Dopo aver scoperto la religione della sua famiglia M. era "arrabbiato con il padre": "Non mi aveva fatto partecipe della sua fede e ci aveva costretti per essa a soffrire tanto dolore". Poi ogni sera prima di andare a dormire ha iniziato a interrogarsi, a "sentire il desiderio di conoscere ciò per cui lui aveva messo in pericolo la sua vita e quella dei suoi cari".  "Ho cominciato ad andare in chiesa, ho incontrato degli amici e con loro partecipo al coro della mia parrocchia e faccio volontariato con gli anziani". "Negli altri paesi dove ho vissuto - spiega M. - ho provato ad andare in moschea, ma la chiesa è diversa: la moschea mi ricorda sempre la sensazione di rifiuto che ho subito; in chiesa mi sento a casa, non giudicato, anzi accolto per quello che sono".

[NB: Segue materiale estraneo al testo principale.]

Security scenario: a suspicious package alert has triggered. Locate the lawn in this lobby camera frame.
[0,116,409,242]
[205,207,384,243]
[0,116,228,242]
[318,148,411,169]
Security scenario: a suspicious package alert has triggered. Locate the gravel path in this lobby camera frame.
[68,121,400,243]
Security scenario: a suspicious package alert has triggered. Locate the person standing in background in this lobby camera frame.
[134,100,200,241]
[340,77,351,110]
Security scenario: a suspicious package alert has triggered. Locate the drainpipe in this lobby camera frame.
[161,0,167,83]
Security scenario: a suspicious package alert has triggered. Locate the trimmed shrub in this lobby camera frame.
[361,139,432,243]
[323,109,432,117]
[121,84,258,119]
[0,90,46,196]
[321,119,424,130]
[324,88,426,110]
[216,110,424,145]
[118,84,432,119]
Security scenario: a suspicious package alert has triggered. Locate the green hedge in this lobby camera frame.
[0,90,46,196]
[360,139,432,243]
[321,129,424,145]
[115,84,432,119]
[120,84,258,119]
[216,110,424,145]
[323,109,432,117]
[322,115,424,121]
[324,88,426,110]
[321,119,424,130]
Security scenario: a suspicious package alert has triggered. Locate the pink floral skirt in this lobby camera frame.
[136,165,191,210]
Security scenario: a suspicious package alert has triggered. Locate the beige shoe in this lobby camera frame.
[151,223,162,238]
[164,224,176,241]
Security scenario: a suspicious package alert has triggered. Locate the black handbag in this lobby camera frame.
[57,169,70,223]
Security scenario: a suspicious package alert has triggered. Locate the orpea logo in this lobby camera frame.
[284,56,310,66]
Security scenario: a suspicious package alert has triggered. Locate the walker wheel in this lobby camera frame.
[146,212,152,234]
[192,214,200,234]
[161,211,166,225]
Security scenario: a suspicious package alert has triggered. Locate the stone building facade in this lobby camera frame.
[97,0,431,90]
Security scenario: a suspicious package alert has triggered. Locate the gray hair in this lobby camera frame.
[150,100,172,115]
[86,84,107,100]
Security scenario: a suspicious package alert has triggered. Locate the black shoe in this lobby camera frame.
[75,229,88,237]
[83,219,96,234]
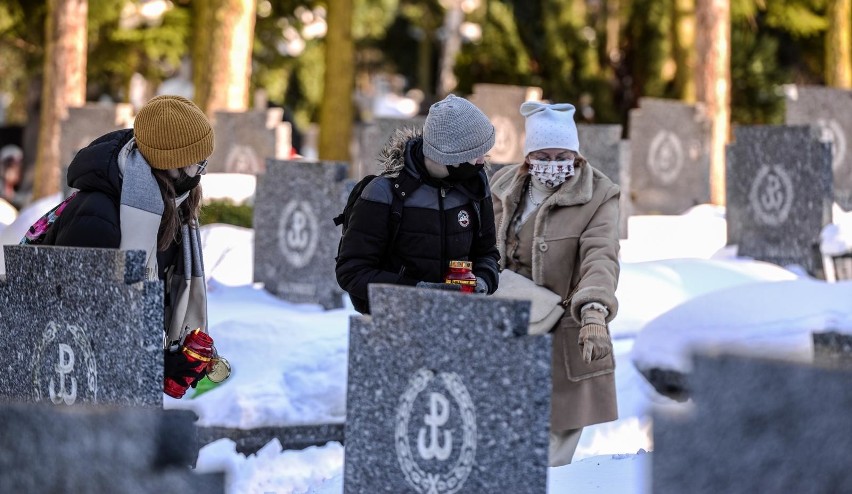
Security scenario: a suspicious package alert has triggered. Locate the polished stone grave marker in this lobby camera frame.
[0,403,225,494]
[726,125,832,274]
[0,245,163,407]
[344,285,551,494]
[468,84,541,165]
[629,98,710,214]
[254,160,350,309]
[208,108,292,175]
[652,355,852,494]
[785,86,852,211]
[59,103,133,167]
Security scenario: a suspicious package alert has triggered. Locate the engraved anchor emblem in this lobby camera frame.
[287,210,310,250]
[760,174,784,211]
[48,343,77,405]
[417,393,453,461]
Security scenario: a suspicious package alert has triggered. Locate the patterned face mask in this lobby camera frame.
[530,158,574,187]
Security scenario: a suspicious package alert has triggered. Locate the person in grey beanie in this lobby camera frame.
[336,95,499,314]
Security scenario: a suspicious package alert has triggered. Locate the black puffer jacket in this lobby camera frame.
[336,130,499,313]
[43,129,177,279]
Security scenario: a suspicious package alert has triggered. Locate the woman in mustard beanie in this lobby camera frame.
[32,96,220,398]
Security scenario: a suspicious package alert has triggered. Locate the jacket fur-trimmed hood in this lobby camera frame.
[379,127,423,177]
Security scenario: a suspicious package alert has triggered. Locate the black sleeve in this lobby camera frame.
[335,198,417,300]
[51,193,121,249]
[470,195,500,294]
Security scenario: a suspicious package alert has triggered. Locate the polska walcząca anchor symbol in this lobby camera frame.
[287,210,310,250]
[760,174,784,211]
[417,393,453,461]
[48,343,77,405]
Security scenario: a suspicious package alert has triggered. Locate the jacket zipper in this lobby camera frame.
[438,187,449,270]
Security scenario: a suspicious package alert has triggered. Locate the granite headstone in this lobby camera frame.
[726,126,832,273]
[0,403,225,494]
[577,124,630,238]
[344,285,550,494]
[0,245,163,407]
[254,160,350,309]
[468,84,541,165]
[207,108,291,175]
[785,86,852,211]
[59,103,133,167]
[652,356,852,494]
[352,117,426,180]
[630,98,710,214]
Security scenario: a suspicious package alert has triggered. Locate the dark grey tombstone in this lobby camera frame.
[353,117,426,180]
[0,245,163,407]
[343,285,550,494]
[59,103,133,167]
[208,108,292,175]
[629,98,710,214]
[577,124,630,238]
[0,404,225,494]
[254,160,349,309]
[785,86,852,211]
[651,356,852,494]
[813,331,852,369]
[469,84,541,165]
[726,125,832,273]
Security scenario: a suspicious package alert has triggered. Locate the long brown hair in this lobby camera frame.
[151,168,201,251]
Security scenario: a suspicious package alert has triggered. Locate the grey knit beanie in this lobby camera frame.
[423,94,495,165]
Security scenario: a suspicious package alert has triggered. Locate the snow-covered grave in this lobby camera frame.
[652,355,852,494]
[254,160,348,309]
[0,246,163,408]
[0,403,225,494]
[344,285,551,494]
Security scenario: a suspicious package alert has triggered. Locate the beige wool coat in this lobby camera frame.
[491,162,620,431]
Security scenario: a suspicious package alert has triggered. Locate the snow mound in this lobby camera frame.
[632,278,852,373]
[610,259,796,338]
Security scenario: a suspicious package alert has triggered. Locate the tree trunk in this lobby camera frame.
[696,0,731,205]
[825,0,852,89]
[435,0,464,99]
[672,0,703,103]
[192,0,257,118]
[32,0,89,200]
[319,0,355,161]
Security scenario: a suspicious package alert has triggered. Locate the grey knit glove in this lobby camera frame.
[474,276,488,295]
[578,308,612,364]
[414,281,461,292]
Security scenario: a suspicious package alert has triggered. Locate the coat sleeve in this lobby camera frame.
[51,193,121,249]
[470,194,500,295]
[571,185,620,324]
[335,191,418,300]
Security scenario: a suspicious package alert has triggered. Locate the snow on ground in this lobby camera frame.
[0,198,852,494]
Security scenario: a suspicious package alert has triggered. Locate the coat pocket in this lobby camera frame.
[554,326,615,382]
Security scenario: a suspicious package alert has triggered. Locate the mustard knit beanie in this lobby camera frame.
[133,95,213,170]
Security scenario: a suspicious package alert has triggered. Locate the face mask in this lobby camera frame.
[444,163,485,182]
[530,158,574,188]
[174,173,201,197]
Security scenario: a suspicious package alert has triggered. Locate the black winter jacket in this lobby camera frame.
[336,131,499,313]
[43,129,177,279]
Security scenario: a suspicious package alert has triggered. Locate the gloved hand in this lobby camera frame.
[578,308,612,364]
[163,350,207,388]
[414,281,461,292]
[474,276,488,294]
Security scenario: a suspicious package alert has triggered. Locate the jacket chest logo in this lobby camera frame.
[459,210,470,228]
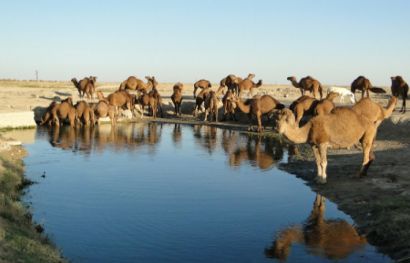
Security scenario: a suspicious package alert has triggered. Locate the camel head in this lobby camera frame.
[276,109,296,134]
[145,76,158,89]
[246,73,255,80]
[61,97,73,106]
[326,92,339,101]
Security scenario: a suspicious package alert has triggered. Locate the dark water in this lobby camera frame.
[19,124,390,262]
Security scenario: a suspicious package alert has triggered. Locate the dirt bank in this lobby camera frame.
[0,138,64,262]
[280,115,410,262]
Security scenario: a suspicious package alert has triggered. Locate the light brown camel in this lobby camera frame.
[118,76,158,92]
[287,76,323,99]
[265,194,367,261]
[289,95,319,126]
[390,76,409,113]
[277,97,397,183]
[222,89,236,121]
[350,76,386,98]
[171,82,184,116]
[194,79,212,98]
[238,73,262,97]
[106,90,135,113]
[232,95,285,132]
[74,100,95,126]
[71,77,97,99]
[315,92,339,115]
[51,97,76,127]
[40,101,57,126]
[204,91,219,122]
[192,88,212,117]
[94,99,117,126]
[217,74,243,95]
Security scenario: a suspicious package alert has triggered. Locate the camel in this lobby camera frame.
[40,101,57,126]
[71,76,97,99]
[350,76,386,98]
[171,82,184,116]
[265,194,367,261]
[194,79,212,98]
[204,91,219,122]
[232,95,285,132]
[218,74,243,95]
[192,88,212,117]
[118,76,158,92]
[222,89,236,121]
[390,76,409,113]
[327,86,356,104]
[238,73,262,97]
[289,95,319,126]
[50,97,76,127]
[106,90,135,112]
[287,76,323,99]
[277,97,397,184]
[138,89,163,119]
[74,100,95,126]
[315,92,339,115]
[94,99,117,126]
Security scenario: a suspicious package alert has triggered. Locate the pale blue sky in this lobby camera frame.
[0,0,410,85]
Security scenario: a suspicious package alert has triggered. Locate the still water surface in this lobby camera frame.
[18,124,390,262]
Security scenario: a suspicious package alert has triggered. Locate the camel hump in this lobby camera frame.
[369,87,386,93]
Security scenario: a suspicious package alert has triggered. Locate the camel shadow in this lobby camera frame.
[265,194,367,261]
[54,91,73,97]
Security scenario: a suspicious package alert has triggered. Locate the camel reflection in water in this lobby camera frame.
[265,194,367,261]
[39,123,162,154]
[39,123,283,170]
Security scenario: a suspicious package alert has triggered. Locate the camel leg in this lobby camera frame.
[312,145,322,181]
[359,131,376,177]
[256,111,263,132]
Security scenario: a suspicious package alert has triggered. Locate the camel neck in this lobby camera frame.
[237,99,251,113]
[283,122,312,143]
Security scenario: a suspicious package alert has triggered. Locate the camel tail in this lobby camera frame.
[369,87,386,93]
[383,96,397,119]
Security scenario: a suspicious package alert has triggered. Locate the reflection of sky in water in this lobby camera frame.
[20,124,392,262]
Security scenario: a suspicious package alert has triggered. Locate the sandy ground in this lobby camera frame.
[0,81,410,262]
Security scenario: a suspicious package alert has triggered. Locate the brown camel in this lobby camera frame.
[315,92,339,115]
[194,79,212,98]
[192,88,212,117]
[233,95,285,132]
[287,76,323,99]
[171,82,184,116]
[350,76,386,98]
[265,194,367,261]
[94,100,117,126]
[222,89,236,121]
[204,91,219,122]
[277,97,397,183]
[390,76,409,113]
[289,95,319,126]
[51,97,76,127]
[106,90,135,113]
[218,74,243,95]
[118,76,158,92]
[74,100,95,126]
[238,73,262,97]
[71,76,97,99]
[40,101,57,126]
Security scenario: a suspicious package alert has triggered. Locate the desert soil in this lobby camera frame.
[0,81,410,262]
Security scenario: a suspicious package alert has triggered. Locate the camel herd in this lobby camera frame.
[40,74,409,186]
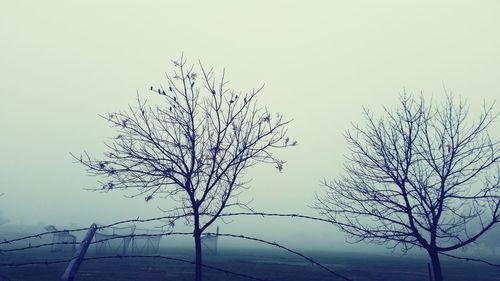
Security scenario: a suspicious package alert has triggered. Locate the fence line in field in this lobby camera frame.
[0,212,500,281]
[0,255,270,281]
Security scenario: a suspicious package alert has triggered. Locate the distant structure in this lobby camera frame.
[94,225,135,255]
[201,226,219,256]
[132,226,163,254]
[94,225,163,255]
[45,225,76,252]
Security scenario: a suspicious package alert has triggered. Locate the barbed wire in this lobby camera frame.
[0,209,500,280]
[439,253,500,268]
[0,232,353,281]
[0,255,270,281]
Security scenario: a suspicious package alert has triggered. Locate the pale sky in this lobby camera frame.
[0,0,500,249]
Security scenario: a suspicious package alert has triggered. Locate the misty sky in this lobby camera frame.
[0,0,500,249]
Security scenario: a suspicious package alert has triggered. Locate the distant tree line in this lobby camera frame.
[76,57,500,281]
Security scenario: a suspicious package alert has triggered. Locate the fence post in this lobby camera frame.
[61,223,97,281]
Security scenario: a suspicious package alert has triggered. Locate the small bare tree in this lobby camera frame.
[314,95,500,281]
[78,57,296,281]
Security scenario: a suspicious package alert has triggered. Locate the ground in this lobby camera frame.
[0,248,500,281]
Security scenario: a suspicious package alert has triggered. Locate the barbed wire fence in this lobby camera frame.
[0,212,500,281]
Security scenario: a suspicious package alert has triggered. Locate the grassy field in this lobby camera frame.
[0,248,500,281]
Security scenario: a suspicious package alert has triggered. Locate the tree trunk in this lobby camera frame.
[193,226,202,281]
[427,250,443,281]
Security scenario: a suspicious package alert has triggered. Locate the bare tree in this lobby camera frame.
[314,95,500,281]
[73,57,296,281]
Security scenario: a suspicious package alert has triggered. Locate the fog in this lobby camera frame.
[0,0,500,250]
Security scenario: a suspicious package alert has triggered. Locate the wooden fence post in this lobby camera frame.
[61,223,97,281]
[427,263,432,281]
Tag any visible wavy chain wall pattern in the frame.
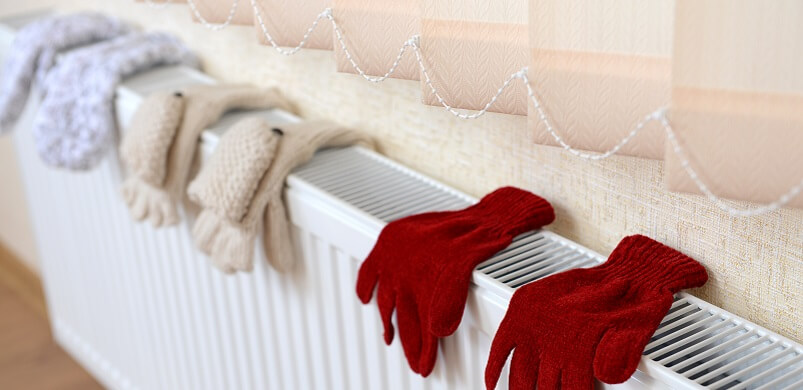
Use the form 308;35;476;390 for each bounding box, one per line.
146;0;803;217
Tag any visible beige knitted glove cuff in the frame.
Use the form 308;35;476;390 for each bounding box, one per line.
187;117;281;272
122;85;293;226
120;92;184;186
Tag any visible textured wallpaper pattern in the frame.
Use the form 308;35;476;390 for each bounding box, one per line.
7;0;803;341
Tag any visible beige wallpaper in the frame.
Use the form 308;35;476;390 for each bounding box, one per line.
3;0;803;341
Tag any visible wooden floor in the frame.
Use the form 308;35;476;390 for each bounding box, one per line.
0;246;102;390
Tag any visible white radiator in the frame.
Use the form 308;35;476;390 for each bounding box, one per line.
0;11;803;389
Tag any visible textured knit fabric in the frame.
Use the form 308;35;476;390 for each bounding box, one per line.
34;33;198;170
485;235;708;390
357;187;555;376
120;92;184;186
189;121;372;272
0;13;130;133
188;117;281;272
121;85;293;226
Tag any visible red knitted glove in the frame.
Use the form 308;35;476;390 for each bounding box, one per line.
485;235;708;390
357;187;555;377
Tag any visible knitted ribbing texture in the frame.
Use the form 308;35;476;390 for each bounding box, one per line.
187;117;281;272
122;85;294;227
0;12;131;133
189;121;373;272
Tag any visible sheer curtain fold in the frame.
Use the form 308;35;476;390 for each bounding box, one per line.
528;0;674;159
333;0;421;80
188;0;254;25
256;0;333;50
421;0;528;115
666;0;803;207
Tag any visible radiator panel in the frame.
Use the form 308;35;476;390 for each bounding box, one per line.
0;9;803;389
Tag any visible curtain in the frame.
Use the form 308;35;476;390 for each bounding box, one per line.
528;0;674;159
334;0;420;80
666;0;803;207
421;0;528;115
185;0;254;25
254;0;332;50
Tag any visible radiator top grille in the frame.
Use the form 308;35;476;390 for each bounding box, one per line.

M. ha molti amici musulmani in Italia, che, con il tempo, hanno imparato ad accettarlo anche se è cristiano. "All'inizio mi consideravano musulmano come loro – racconta – lo davano per scontato a causa della mia nazionalità".

"Quando gli altri hanno visto che andavo a messa, per un po' mi hanno guardato male: i musulmani non entrano in chiesa, e quindi non capivano. L'anno scorso, quando ho scelto di non osservare il Ramadan mi hanno criticato". Ma M. ha deciso ormai di testimoniare la sua fede: "Tre giorni fa un amico marocchino è entrato in camera ha aperto il mio armadietto e ha visto che avevo appeso la croce e la foto di Gesù. Mi ha chiesto perché lo facessi e io ho spiegato senza vergogna di essere cristiano".

La speranza di M. è poter ricostruire i contatti con sua madre e con suo fratello: "Soffro ancora molto, mi manca la mia famiglia, ma almeno tutte queste peripezie sono servite ad una cosa: ora capisco che quello per cui mio padre è morto, Gesù, è vero ed è fonte di vita".